By: MIASF Staff
Date posted: Dec 21, 2020 Mon
The Florida Keys National Marine Sanctuary was established in 1990 to protect the sensitive environment of the world’s third largest barrier coral reef. Several years after the establishment of the sanctuary there were a number of high-profile groundings with extensive damage prompting a regulation prohibiting any vessel over 50 meters to enter the sanctuary. This is a federal regulation which Florida Fish and Wildlife has been charged with enforcement. Be sure to mention this to any yacht over 165’ planning a trip to the Keys in a proactive step to prevent a bad experience.

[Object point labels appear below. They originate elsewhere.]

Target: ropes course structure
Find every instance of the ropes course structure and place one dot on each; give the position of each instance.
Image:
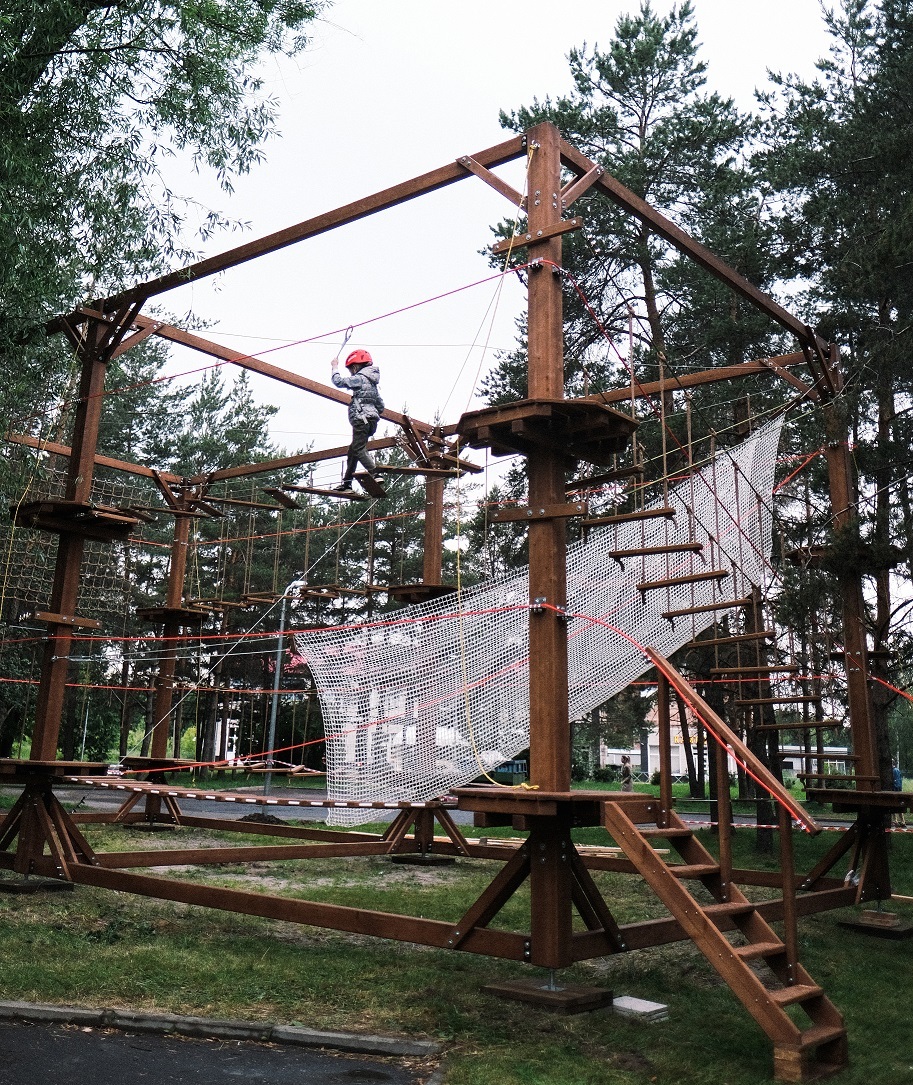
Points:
(440, 697)
(421, 703)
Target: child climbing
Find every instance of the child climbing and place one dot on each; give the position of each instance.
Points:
(364, 410)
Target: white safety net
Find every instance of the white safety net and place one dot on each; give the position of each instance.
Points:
(429, 699)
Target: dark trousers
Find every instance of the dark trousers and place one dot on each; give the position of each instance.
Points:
(362, 432)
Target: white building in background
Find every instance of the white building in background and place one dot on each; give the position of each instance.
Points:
(645, 756)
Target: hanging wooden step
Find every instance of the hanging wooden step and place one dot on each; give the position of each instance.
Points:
(418, 592)
(600, 480)
(726, 604)
(624, 518)
(674, 582)
(844, 777)
(811, 699)
(755, 671)
(368, 483)
(646, 551)
(737, 638)
(431, 472)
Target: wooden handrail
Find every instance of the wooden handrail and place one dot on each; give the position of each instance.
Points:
(726, 736)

The next phase in the New River Bridge Study is scheduled to begin in the new year. Broward County and Brightline are in discussions on use of commuter rail along the FEC corridor following last month’s agreement with Miami-Dade. The Miami-Dade agreement is $50 million initial payment and $12 million annually. Current train bridge regulations are in the final stages of the federal approval process. The US Coast Guard (USCG) is working on a modification to better clarify the intent of minor repairs.

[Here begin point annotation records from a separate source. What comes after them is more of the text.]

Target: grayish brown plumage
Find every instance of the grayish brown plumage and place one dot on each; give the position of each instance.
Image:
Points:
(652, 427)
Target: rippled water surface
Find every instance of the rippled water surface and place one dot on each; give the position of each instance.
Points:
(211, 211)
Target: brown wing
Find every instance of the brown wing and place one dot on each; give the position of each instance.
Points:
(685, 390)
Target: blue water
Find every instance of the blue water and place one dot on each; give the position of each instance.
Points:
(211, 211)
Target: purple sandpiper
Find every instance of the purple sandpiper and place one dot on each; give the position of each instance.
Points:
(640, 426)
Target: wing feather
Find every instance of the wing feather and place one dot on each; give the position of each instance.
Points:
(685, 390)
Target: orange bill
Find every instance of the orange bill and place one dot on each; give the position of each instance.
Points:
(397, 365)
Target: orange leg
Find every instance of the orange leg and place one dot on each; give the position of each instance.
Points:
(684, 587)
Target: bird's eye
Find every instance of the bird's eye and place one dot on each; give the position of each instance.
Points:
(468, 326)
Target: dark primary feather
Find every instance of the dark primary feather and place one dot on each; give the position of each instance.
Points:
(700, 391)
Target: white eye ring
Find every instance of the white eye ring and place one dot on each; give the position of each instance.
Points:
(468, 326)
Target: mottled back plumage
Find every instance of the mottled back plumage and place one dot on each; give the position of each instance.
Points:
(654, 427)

The ability of yacht crew to find an open US Consulate issuing visas continues to be a challenge and it is anticipated to continue to be difficult as countries enhance regulations to control the current spike of COVID-19. We are monitoring for possible changes to the current rule recognizing yacht crew as exempt from the US travel ban as essential workers as it was part of a presidential order. On January 20th our new president may have a different view on this policy. It is recommended that any vessels coming up on crew rotation should try and complete their travel before 1/20/21.
USCG Headquarters has been in discussion with Sector Miami to assist in drafting the 300gt US flag regulation proposal. MIASF has agreed to help develop the local large yacht knowledgeable working group. Meetings will be scheduled at the beginning of the new year.
In January MIASF will partner with the Water Taxi to provide the Broward Legislative Delegation with a waterway tour of the New River. Representatives who take advantage of this opportunity to learn about the issues and concerns of the marine industry before heading to Tallahassee in March should be commended for their willingness to learn about our issues.